Blackstone consolidates holiday sector with $1.4bn bolt on acquisition

Blackstone will consolidate its position in the holiday sector with a bolt on acquisition of rival company Worldspan, underlining the recent popularity of travel businesses.

Travelport, a holiday business owned by private equity firm Blackstone and Californian venture capital company Technology Crossover Ventures, will bolt on rival travel company Worldspan for $1.4 billion (€1 billion).

Travelport: bolting on rival company for $1.4 billion

The sale is subject to regulatory approval.

Travelport said the initial integration will focus on consolidating technology and administrative operations, which is expected to save approximately $50 million. Management also sees opportunity to cross-sell Worldspan’s technology products to Travelport’s global customer base.

Credit Suisse, Lehman Brothers and UBS acted as financial advisors to Travelport.

Travelport operates 20 brands including Galileo, a global distribution system; Orbitz, an online travel agent; and Gulliver’s Travel Associates, a wholesaler of travel content.
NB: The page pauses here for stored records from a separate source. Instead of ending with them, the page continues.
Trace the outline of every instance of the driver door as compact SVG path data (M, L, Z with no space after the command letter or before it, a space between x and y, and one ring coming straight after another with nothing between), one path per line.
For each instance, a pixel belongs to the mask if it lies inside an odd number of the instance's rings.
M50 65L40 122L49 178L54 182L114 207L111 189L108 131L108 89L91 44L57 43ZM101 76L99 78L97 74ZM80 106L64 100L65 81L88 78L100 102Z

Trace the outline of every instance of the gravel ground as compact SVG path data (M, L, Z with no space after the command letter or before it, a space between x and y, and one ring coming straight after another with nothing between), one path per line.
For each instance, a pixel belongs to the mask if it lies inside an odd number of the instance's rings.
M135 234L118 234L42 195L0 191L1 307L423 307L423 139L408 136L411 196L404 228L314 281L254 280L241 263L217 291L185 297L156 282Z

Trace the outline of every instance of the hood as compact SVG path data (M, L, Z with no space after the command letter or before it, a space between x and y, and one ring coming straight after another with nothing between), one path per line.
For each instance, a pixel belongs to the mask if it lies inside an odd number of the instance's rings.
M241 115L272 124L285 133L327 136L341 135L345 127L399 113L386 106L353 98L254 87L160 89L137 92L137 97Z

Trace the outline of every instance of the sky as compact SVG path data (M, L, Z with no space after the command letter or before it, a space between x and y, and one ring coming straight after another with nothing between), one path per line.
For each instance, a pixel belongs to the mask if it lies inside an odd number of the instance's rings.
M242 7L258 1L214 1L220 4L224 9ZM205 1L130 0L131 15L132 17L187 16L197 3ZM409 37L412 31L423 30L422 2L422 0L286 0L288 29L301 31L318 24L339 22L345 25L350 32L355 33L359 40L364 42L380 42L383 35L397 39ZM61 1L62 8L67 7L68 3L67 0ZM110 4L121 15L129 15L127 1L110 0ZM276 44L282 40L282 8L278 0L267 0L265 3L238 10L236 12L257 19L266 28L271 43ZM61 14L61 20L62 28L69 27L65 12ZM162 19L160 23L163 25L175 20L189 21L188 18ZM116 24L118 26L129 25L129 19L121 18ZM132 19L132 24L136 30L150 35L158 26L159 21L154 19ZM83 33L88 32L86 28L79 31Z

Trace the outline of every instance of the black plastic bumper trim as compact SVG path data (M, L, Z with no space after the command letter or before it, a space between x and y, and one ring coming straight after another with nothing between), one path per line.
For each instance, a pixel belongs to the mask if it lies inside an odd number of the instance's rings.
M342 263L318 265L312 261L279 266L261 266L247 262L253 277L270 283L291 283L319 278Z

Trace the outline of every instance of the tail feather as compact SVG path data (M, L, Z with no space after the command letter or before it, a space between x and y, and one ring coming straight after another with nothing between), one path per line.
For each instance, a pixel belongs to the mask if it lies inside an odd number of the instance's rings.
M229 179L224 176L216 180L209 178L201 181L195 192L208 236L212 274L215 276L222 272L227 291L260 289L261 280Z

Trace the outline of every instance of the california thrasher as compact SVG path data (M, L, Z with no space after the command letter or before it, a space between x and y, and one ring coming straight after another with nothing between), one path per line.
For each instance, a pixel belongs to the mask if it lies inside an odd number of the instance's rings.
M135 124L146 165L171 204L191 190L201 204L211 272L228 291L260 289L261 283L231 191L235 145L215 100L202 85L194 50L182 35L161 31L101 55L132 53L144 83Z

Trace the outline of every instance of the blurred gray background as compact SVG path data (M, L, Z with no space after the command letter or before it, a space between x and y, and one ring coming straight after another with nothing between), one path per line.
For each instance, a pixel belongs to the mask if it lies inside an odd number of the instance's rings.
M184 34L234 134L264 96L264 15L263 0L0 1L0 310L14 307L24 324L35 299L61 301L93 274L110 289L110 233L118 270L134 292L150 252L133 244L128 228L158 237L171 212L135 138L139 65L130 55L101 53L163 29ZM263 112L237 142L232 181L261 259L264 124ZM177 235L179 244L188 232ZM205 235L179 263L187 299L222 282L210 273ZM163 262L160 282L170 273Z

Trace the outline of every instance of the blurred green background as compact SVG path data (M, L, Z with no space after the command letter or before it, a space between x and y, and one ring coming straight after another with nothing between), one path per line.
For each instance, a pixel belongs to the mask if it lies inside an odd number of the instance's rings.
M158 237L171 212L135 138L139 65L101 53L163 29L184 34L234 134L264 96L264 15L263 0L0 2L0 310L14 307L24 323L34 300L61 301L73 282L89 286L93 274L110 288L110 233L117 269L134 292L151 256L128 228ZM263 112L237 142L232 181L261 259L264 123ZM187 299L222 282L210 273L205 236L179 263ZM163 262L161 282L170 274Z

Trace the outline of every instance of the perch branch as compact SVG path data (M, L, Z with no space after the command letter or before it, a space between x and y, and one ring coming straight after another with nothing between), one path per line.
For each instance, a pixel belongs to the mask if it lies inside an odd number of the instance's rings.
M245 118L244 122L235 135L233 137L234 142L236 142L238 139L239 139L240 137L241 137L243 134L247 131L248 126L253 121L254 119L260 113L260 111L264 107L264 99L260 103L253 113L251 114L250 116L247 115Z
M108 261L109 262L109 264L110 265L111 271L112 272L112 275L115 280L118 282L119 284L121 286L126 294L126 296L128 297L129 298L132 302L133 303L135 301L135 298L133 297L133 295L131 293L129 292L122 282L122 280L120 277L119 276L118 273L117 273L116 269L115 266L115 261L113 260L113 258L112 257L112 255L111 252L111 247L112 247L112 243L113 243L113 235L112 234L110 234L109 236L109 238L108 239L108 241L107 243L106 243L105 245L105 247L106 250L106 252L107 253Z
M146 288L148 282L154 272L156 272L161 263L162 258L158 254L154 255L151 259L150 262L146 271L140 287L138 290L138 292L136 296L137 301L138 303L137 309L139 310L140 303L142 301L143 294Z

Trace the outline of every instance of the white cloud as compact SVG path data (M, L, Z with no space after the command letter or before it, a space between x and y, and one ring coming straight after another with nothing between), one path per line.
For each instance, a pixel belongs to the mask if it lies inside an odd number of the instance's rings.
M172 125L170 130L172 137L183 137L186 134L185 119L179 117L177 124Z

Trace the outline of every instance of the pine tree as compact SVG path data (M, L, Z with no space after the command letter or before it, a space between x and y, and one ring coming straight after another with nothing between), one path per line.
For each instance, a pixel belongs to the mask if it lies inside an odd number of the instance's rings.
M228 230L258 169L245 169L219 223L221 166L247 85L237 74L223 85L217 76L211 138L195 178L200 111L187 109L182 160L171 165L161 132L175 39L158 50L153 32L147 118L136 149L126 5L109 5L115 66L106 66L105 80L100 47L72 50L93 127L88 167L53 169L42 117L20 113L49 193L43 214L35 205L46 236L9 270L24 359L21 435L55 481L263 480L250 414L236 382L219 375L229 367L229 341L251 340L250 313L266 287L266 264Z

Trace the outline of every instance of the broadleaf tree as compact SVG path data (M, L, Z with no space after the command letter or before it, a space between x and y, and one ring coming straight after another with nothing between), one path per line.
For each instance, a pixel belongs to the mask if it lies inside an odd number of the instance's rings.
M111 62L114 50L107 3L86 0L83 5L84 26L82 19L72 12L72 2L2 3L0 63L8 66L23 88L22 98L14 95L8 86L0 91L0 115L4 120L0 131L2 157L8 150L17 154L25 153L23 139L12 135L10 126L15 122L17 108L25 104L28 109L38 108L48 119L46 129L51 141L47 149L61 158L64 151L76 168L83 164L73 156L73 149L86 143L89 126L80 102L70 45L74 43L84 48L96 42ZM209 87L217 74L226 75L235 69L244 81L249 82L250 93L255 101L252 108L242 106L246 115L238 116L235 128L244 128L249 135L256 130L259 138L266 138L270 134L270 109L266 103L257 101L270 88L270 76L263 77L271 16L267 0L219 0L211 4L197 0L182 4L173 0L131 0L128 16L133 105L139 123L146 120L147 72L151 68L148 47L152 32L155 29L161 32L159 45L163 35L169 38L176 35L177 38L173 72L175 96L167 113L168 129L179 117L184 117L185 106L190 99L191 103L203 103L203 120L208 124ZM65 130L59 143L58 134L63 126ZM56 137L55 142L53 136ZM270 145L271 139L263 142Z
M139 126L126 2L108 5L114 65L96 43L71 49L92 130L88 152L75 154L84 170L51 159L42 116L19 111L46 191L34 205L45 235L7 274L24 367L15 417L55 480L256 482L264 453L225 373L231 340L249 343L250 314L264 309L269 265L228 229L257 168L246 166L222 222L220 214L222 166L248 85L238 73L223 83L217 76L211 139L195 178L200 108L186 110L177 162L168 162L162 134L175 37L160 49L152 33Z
In 2005 Travelport reported revenues of $2.4 billion.

Blackstone bought Travelport from travel and real estate company Cendant in June for $4.3 billion in cash.

Earlier this week Sequoia Capital India and Battery Ventures injected $15 million into Travelguru in a second-round of funding for the Indian online travel portal. 

Last month Esprit Capital Partners, the venture team formed in the merger of Prelude Ventures and Cazenove Private Equity, backed Lastminute.com founder Brent Hoberman in an $11 million funding of Where Are You Now?, a travel and lifestyle social network.

In October ECI Partners, a mid-market buyout specialist, sold Kirker Travel, an independent provider of luxury holidays to Europe, Africa, Asia and New York, for $29.5 million.

Founded in 1985, Blackstone made the largest private equity deal ever last month when it took over Sam Zell’s Equity Office Properties Trust, the largest publicly traded owner of offices in the US, for $36 billion, including the assumption of $17 billion of debt.